Fox Factory is the first company from which CODI is partially cashing out, retaining a controlling stake. Commenting on possible acquisitions, Alan Offenberg, chief executive of CODI, reportedly said that valuation criteria for high-quality companies are being pushed up by the abundance of cash-rich potential buyers and of low-interest debt.

Priced at $18.25 a share, the initial public offering started off at a 20 percent premium from the price negotiated with institutional investors, valuing Fox Factory at more than $600 million, or over two times annual sales and ten times projected adjusted earnings before amortization (Ebitda). Shareholders sold first 8.57 million shares, of which 5.71 million came from CODI and most of the others from the company's founder, Robert C. Fox. Yesterday, they sold an additional 1,285,714 shares at the initial IPO price of $15 each, raising an additional €19 million by exercising an overallotment option.

CODI bought majority control of Fox Factory in 2008 for $80 million. It plans to reinvest the total proceeds of around $142 million on debt repayment and on the other companies in its portfolio.

Fox Factory, which specializes in the manufacture of suspensions and other components for bicycles and motor vehicles, raised its sales by 15.8 percent to $70.3 million in the second quarter ended June 30, as compared to the same period a year ago. Its operating income grew by 54 percent to $10.1 million.

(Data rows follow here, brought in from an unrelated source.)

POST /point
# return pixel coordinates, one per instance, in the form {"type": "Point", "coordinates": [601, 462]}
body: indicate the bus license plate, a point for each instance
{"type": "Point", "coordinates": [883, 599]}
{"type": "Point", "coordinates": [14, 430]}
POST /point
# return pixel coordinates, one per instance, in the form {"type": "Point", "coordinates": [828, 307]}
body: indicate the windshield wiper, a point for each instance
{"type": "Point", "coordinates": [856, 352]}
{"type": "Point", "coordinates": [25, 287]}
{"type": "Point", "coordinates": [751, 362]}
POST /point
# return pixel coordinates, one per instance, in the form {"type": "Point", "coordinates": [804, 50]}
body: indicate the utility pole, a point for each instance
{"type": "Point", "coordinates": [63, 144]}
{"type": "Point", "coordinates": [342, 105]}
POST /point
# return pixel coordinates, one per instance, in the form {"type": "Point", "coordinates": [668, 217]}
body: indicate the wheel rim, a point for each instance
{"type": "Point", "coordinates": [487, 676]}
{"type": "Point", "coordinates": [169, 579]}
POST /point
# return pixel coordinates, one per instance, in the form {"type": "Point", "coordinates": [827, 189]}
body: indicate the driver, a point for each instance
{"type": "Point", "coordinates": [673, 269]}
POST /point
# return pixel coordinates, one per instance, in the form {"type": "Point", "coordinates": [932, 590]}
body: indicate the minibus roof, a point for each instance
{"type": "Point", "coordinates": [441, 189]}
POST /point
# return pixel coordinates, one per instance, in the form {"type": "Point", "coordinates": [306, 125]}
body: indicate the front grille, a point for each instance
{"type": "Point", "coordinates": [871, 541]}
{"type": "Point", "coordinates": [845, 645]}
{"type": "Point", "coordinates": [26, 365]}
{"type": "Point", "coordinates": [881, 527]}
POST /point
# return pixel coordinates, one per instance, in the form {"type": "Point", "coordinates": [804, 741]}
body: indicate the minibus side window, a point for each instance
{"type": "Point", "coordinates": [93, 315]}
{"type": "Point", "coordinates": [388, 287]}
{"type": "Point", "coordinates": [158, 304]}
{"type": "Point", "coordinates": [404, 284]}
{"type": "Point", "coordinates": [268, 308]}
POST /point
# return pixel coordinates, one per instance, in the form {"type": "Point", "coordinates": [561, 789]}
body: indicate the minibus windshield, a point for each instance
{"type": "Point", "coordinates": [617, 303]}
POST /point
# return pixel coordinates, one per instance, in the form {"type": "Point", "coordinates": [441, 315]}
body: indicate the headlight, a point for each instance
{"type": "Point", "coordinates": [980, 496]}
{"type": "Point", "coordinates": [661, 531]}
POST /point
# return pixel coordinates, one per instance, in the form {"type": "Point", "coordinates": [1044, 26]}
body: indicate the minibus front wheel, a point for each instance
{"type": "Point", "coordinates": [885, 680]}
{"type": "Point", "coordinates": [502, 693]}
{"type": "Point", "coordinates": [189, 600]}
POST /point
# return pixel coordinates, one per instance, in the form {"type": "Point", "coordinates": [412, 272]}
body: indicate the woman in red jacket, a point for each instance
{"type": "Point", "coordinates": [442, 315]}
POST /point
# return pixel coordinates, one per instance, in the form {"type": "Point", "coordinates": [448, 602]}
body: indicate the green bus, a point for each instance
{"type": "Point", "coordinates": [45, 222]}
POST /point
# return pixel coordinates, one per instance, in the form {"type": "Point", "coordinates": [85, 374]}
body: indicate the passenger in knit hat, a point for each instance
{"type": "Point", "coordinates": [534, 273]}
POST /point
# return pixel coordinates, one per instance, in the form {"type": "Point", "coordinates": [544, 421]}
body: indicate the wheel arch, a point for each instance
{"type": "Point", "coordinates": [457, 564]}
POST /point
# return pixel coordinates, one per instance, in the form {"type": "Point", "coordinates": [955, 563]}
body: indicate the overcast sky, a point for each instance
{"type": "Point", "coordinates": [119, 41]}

In contrast, Camelbak, which remains CODI's biggest property, suffered a 56.2 percent decrease in operating income to $3.9 million on 22.1 percent lower revenues of $34.5 million. Adjusted Ebitda fell by 29 percent.

According to the group, Camelbak was mainly affected by the termination, in the first quarter, of a major contract with the U.S. Marines, which caused military sales to drop to 27 percent of sales from 38 percent in the quarter a year ago. Rainy spring weather in the U.S. also led some customers to postpone their purchases of recreational hydration products and accessories. At $6.7 million, Camelbak's sales outside the U.S. rose to represent 19 percent of total revenues, up from 15 percent in the same period a year ago.

In terms of product lines, hydration systems and bottles rose to 86 percent of the total turnover from 84 percent. Sales of bottles advanced by $1.5 million in the quarter, while sales dropped by $9.1 million for hydration systems, by $1.3 million for accessories and by $1.4 million for gloves. The less favorable product mix in hydration pushed Camelbak's gross margin down by 3.9 percentage points to 43.4 percent.